Глеб глубоко втягивает воздух.
— Мы с Натальей любовники, — выдает он.
Если до этого мой мир пошатнулся и растрескался, то сейчас он рухнул. С громким, отвратительным звуком, от которого звенит в ушах. Не знала, что может быть еще больнее, но мне невыносимо больно, гадко и мерзко.
— Твой отец ее не удовлетворял, и она трахалась со мной. Ничего романтичного, банальный, порой грязный трах. Мы пользовались друг другом. И все всех устраивало. Но в порыве эмоций после… она любила поболтать. Так вот, она тратила свое время на Коваленко не по большой любви, а ради большого куша. Рассчитывала стать его женой и откусить жирный кусок. Но Коваленко не идиот, он это понимал. Да, щедро платил, но близко не подпускал, отводя ей роль содержанки. Наталья же, меркантильная шлюшка, хотела большего. И вот когда она поняла, что он на ней не женится, затаила обиду. Но ума и возможностей у нее не хватало, и она втянула в эту игру меня и вашего адвоката.
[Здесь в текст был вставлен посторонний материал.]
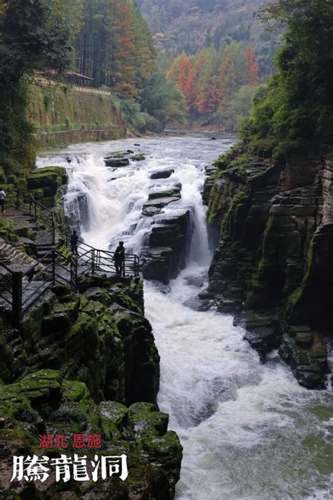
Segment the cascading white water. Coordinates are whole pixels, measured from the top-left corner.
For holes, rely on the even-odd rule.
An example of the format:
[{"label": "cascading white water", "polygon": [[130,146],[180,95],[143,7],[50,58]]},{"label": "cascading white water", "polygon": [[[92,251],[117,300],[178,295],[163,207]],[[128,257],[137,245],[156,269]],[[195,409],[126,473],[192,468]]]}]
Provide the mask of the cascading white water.
[{"label": "cascading white water", "polygon": [[[79,214],[85,241],[100,248],[114,246],[121,237],[127,248],[139,252],[153,222],[141,217],[148,193],[182,184],[181,201],[164,212],[189,207],[194,214],[187,267],[167,288],[145,283],[146,315],[161,356],[159,404],[170,414],[170,427],[184,447],[177,498],[333,498],[329,393],[301,387],[276,353],[261,364],[231,316],[197,308],[195,297],[204,288],[211,257],[200,195],[203,167],[228,149],[232,139],[139,141],[140,147],[130,139],[72,146],[39,158],[38,165],[66,167],[66,210]],[[105,167],[104,156],[128,148],[144,153],[146,160],[116,171]],[[149,179],[164,167],[174,169],[174,175]]]}]

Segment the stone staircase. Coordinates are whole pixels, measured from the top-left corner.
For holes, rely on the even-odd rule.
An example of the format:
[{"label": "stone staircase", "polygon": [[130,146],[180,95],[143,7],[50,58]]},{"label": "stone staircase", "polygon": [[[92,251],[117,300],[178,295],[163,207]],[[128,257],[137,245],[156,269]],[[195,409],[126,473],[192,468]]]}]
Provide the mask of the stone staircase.
[{"label": "stone staircase", "polygon": [[[37,262],[25,252],[6,243],[2,238],[0,238],[0,262],[11,271],[22,271],[23,273],[28,271]],[[37,269],[41,271],[44,266],[39,264]]]}]

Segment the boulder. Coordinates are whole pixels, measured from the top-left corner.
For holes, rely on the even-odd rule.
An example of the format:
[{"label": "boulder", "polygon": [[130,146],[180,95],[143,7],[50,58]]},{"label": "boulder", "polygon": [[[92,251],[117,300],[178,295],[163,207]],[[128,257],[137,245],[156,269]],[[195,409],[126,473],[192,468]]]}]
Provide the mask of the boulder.
[{"label": "boulder", "polygon": [[145,156],[143,154],[134,155],[133,156],[131,156],[131,160],[132,162],[142,162],[145,160]]},{"label": "boulder", "polygon": [[157,191],[157,193],[150,193],[148,195],[148,200],[157,200],[161,198],[176,197],[178,200],[181,198],[181,185],[175,186],[174,188],[167,189],[163,191]]},{"label": "boulder", "polygon": [[107,167],[112,168],[120,168],[121,167],[128,167],[129,165],[129,158],[111,158],[104,160]]},{"label": "boulder", "polygon": [[174,169],[165,169],[165,170],[158,170],[157,172],[153,172],[150,174],[150,179],[169,179],[169,177],[171,177],[171,176],[174,173]]},{"label": "boulder", "polygon": [[162,219],[152,227],[143,255],[143,277],[167,284],[185,266],[193,227],[190,210]]}]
— Зачем это Константину Сергеевичу?
Я слишком наивная, чтобы понять, зачем хорошие люди предают тех, кто им доверяет.
— Ну это ты у него спроси. Мне плевать. Но запомни, Рада, люди — животные, твари, и никому никогда нельзя доверять. За масками добродетели порой прячутся демоны. Брат Натальи фээсбэшник, и ему не составило труда подтянуть твоего отца и устроить ему временный арест до выяснений. Коваленко на время нейтрализован — ты в наших руках, ну а дальше ты знаешь.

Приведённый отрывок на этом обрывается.